Opus and Vidyo have this uncanny ability (at least some of the time) to take a long video and chop it up into salient video clips. Opus even assigns the clips a ranking score. Conor Eliot, Head of Creator of Partnerships at Opus, told me that even his own team was surprised at the enthusiasm of the corporate world about Opus. The AI was designed with social media creators and influencers in mind but has been inundated with requests from the corporate world, everything from real estate to product launches. 

The most astounding magic trick of Opus is that it scores the most relevant parts of your video and offers an explanation of why it chose that particular section.

But for all their smarts, the hours of videos that Opus and Vidyo have created for me often miss what I consider the main point of the story, and have a generic look to them that shouts “AI made this.” I expect they’ll continue to improve as more users help iterate the products. For now, whether it’s text or video, I still prefer my snackable content over theirs. Theirs just takes less time. Not unlike a piece of handcrafted furniture versus an assembly line knockoff.

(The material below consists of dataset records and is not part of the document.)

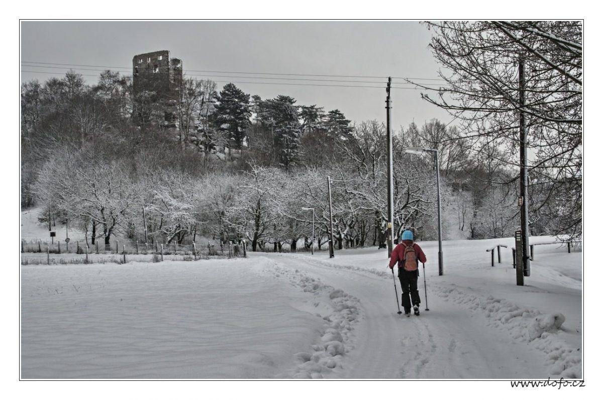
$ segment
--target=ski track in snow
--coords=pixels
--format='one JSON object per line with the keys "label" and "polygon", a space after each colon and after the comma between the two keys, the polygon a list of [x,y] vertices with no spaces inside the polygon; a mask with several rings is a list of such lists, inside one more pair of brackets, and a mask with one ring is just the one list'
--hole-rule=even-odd
{"label": "ski track in snow", "polygon": [[308,351],[295,353],[298,364],[276,378],[321,379],[338,376],[341,374],[344,355],[354,348],[352,332],[361,317],[358,299],[298,269],[283,268],[275,262],[264,272],[273,274],[275,279],[286,279],[289,285],[311,294],[311,299],[300,309],[314,314],[324,321],[319,331],[320,340]]}
{"label": "ski track in snow", "polygon": [[[335,276],[337,280],[331,283],[353,294],[355,294],[355,291],[349,289],[350,283],[352,283],[353,287],[355,280],[346,280],[346,276],[349,276],[350,273],[366,278],[364,281],[359,280],[362,282],[356,286],[357,289],[360,286],[372,285],[371,277],[381,279],[379,279],[382,281],[379,285],[384,286],[383,290],[385,290],[385,286],[382,280],[393,282],[389,269],[380,271],[374,268],[342,265],[335,263],[335,260],[317,260],[308,256],[291,254],[287,254],[286,260],[280,258],[282,255],[279,254],[267,257],[277,260],[281,265],[288,265],[289,269],[295,268],[295,273],[298,273],[300,269],[305,270],[313,276],[320,276],[325,280],[329,278],[332,280]],[[333,272],[338,270],[338,274]],[[399,287],[398,289],[399,296]],[[346,340],[356,342],[357,351],[351,351],[354,348],[352,347],[347,349],[346,352],[350,350],[350,353],[338,360],[340,362],[338,366],[341,366],[341,369],[332,372],[332,375],[337,375],[333,378],[581,377],[582,356],[580,349],[572,348],[559,337],[559,334],[563,333],[559,329],[564,319],[561,314],[544,314],[538,310],[522,308],[505,300],[469,293],[454,283],[430,283],[430,304],[434,301],[432,295],[436,295],[440,298],[435,299],[436,302],[439,300],[443,305],[446,302],[454,303],[453,309],[458,309],[458,306],[461,306],[466,312],[448,317],[438,315],[438,317],[444,318],[443,321],[441,318],[432,321],[429,315],[435,315],[433,311],[426,312],[425,317],[412,315],[409,318],[405,316],[396,318],[395,314],[393,317],[391,313],[383,315],[384,311],[390,309],[393,305],[376,305],[375,299],[361,295],[371,292],[361,291],[358,295],[361,308],[367,312],[358,313],[358,320],[362,323],[351,325],[353,329],[346,332],[348,333]],[[420,290],[420,292],[422,301],[425,302],[423,291]],[[393,298],[390,298],[393,297],[393,293],[387,294],[385,297],[387,298],[384,301],[393,303]],[[368,304],[369,302],[371,304]],[[421,304],[421,307],[424,306],[425,304]],[[438,305],[437,308],[442,307]],[[466,312],[467,310],[471,312]],[[473,317],[478,318],[478,320],[475,320]],[[398,320],[400,319],[402,320]],[[411,329],[400,329],[400,324],[406,323],[411,324]],[[367,324],[370,324],[370,328],[367,327]],[[472,330],[483,329],[484,325],[490,328],[491,332],[497,332],[497,337],[487,340],[477,336],[473,337]],[[449,335],[443,335],[442,332],[447,331]],[[385,332],[385,334],[376,338],[374,337],[376,332]],[[437,334],[438,339],[434,337],[434,333]],[[386,340],[384,340],[384,338]],[[445,341],[438,343],[438,340]],[[379,346],[376,341],[384,342],[387,346]],[[393,346],[396,343],[397,350],[393,350],[393,349],[396,347]],[[541,358],[546,360],[547,370],[543,370],[541,365],[535,365],[534,363],[531,364],[530,361],[525,361],[525,354],[522,352],[536,351],[540,352]],[[396,356],[397,355],[399,356]],[[513,362],[516,363],[516,366],[510,367],[498,365],[505,364],[499,361],[505,358],[514,359]],[[384,362],[384,360],[387,360],[391,361]],[[373,366],[371,363],[374,363]],[[310,366],[304,367],[306,367]],[[302,373],[294,377],[320,376]]]}

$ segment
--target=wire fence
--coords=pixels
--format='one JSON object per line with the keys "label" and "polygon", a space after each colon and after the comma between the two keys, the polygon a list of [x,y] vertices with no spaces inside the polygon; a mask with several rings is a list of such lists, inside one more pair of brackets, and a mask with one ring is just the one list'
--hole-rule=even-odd
{"label": "wire fence", "polygon": [[247,257],[247,243],[212,244],[197,245],[174,244],[141,244],[115,240],[105,244],[97,241],[93,245],[85,242],[73,243],[57,242],[49,243],[41,240],[21,241],[21,264],[51,263],[95,263],[128,261],[159,262],[166,260],[196,261],[210,258]]}

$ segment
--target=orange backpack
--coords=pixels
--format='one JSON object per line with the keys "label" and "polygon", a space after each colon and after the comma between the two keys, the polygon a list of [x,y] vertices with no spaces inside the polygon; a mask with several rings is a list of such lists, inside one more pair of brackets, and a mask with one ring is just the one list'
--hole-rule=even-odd
{"label": "orange backpack", "polygon": [[402,259],[404,269],[409,271],[417,271],[418,265],[417,263],[417,253],[414,250],[414,244],[411,244],[408,246],[402,244],[406,246],[406,248],[404,249],[404,257]]}

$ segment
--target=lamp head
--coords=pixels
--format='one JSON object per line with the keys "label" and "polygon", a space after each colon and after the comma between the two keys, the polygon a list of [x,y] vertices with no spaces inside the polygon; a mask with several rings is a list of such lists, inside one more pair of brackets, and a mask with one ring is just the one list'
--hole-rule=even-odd
{"label": "lamp head", "polygon": [[421,147],[406,147],[404,149],[405,153],[411,153],[411,154],[422,154],[425,151]]}

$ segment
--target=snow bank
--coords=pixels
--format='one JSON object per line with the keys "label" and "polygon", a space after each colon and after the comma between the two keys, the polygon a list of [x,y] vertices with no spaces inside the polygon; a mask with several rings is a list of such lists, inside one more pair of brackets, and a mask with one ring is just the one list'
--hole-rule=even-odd
{"label": "snow bank", "polygon": [[482,313],[488,326],[506,329],[514,339],[532,343],[546,354],[551,376],[581,377],[582,355],[579,348],[570,345],[564,337],[562,325],[566,318],[563,314],[543,314],[493,296],[484,298],[453,283],[437,283],[432,287],[436,294],[447,301]]}

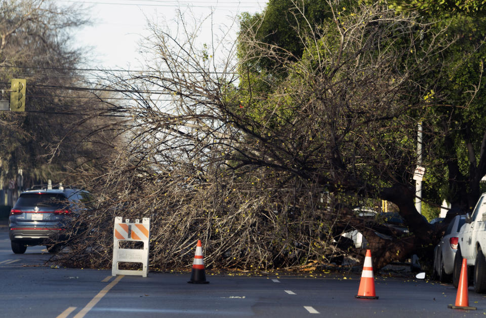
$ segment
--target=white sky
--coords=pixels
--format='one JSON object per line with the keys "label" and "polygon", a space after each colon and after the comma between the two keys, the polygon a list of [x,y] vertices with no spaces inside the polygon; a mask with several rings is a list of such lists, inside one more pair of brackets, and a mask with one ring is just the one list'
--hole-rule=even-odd
{"label": "white sky", "polygon": [[[87,67],[105,69],[141,68],[137,59],[140,57],[139,43],[143,36],[149,35],[146,17],[151,20],[169,21],[170,25],[178,8],[187,11],[189,7],[198,17],[207,16],[212,8],[214,23],[217,29],[220,25],[229,24],[231,18],[241,12],[261,12],[267,2],[267,0],[56,1],[60,5],[76,3],[91,7],[93,25],[85,27],[76,33],[75,45],[93,48],[91,53],[94,60]],[[210,32],[209,30],[207,34]]]}

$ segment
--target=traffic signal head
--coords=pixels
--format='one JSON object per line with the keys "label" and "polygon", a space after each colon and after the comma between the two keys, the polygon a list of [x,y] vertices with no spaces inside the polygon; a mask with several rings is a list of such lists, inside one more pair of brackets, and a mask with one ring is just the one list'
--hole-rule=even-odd
{"label": "traffic signal head", "polygon": [[25,110],[25,80],[12,78],[12,92],[10,93],[10,110]]}

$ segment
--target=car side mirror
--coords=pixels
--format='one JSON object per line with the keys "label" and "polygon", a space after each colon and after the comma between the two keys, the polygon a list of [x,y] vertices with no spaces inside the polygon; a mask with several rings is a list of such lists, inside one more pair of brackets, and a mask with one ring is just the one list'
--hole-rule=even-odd
{"label": "car side mirror", "polygon": [[418,280],[425,280],[425,272],[422,272],[419,273],[417,274],[417,276],[415,276],[416,278]]}

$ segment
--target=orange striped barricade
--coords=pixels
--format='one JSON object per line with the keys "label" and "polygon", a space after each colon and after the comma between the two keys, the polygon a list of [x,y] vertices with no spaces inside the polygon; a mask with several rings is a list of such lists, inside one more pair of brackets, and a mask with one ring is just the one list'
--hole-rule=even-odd
{"label": "orange striped barricade", "polygon": [[[113,229],[113,263],[111,275],[141,275],[147,277],[148,274],[148,242],[150,231],[150,219],[143,218],[142,223],[135,220],[135,223],[130,223],[129,219],[124,222],[120,216],[115,218]],[[120,248],[120,241],[143,242],[143,249]],[[142,270],[120,269],[119,263],[141,263]]]}

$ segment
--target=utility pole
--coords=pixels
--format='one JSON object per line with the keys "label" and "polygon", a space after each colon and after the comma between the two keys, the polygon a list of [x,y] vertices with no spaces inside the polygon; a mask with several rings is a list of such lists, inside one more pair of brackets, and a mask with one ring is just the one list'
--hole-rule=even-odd
{"label": "utility pole", "polygon": [[422,122],[419,122],[417,134],[417,169],[414,174],[415,180],[415,208],[422,214],[422,179],[425,169],[422,167]]}

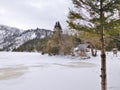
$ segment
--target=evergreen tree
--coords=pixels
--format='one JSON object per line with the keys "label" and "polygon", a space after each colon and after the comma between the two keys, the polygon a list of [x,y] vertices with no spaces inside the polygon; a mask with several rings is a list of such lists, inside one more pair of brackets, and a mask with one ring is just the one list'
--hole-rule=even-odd
{"label": "evergreen tree", "polygon": [[[105,34],[120,29],[120,0],[72,0],[75,9],[69,12],[70,28],[100,34],[101,90],[107,90]],[[119,28],[119,29],[118,29]]]}

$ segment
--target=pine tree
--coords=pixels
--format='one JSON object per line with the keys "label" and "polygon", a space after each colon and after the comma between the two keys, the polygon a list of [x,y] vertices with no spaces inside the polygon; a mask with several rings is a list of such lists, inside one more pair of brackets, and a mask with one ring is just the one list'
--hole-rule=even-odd
{"label": "pine tree", "polygon": [[70,9],[67,21],[70,28],[100,34],[101,90],[107,90],[105,34],[120,29],[120,0],[72,0],[72,2],[75,9]]}

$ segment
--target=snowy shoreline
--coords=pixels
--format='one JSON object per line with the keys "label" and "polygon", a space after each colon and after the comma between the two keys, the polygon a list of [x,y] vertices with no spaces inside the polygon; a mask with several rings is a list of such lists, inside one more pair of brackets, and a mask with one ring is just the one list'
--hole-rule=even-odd
{"label": "snowy shoreline", "polygon": [[[0,52],[0,90],[100,90],[100,60]],[[119,75],[120,52],[108,52],[108,90],[120,90]]]}

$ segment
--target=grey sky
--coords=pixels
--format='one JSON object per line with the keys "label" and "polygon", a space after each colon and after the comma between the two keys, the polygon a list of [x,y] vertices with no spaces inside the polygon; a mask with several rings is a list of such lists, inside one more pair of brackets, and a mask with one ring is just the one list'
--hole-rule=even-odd
{"label": "grey sky", "polygon": [[0,24],[21,29],[66,27],[71,0],[0,0]]}

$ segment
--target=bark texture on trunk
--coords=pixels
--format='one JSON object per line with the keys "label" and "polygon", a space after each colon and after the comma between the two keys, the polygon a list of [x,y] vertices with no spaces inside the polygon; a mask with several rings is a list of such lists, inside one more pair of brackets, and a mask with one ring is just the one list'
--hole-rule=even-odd
{"label": "bark texture on trunk", "polygon": [[100,0],[100,21],[101,21],[101,90],[107,90],[103,0]]}

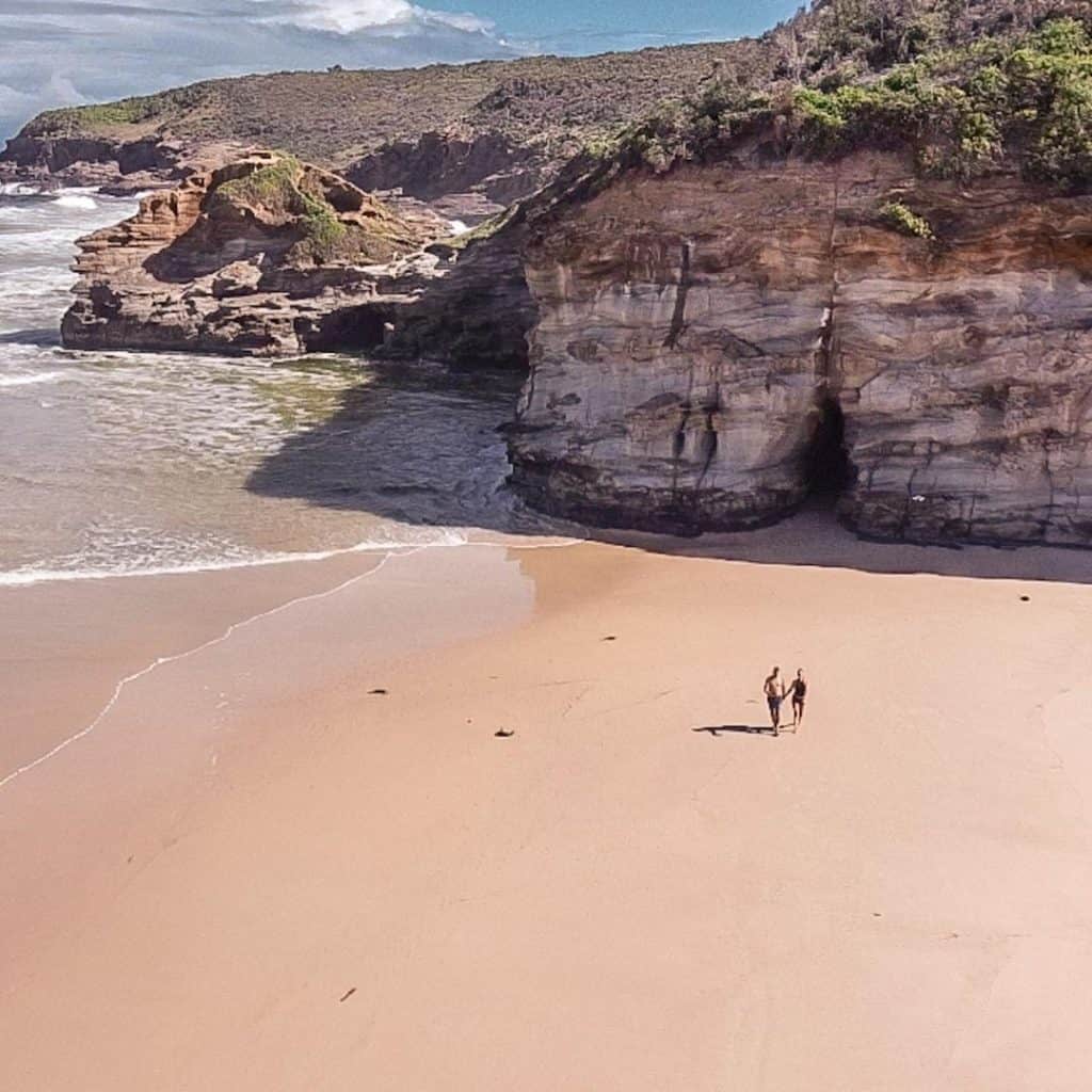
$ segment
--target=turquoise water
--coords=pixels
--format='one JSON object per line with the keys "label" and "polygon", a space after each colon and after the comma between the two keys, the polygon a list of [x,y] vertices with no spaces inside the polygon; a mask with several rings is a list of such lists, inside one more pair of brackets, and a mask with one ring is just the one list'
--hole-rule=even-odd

If you really want to go down the rabbit hole of snackable content, binge There’s An AI For That. It has an entire section of recommendations on AIs that produce snackable content. But use self-control, you might find yourself snacking for hours on end. 

Last thoughts on snackable content: I quote travel essayist and author Pico Iyer as a cautionary tale. “In an age of acceleration”, he writes, “nothing can be more exhilarating than going slow. And in an age of distraction, nothing is so luxurious as paying attention. And in an age of constant movement, nothing is so urgent as sitting still.”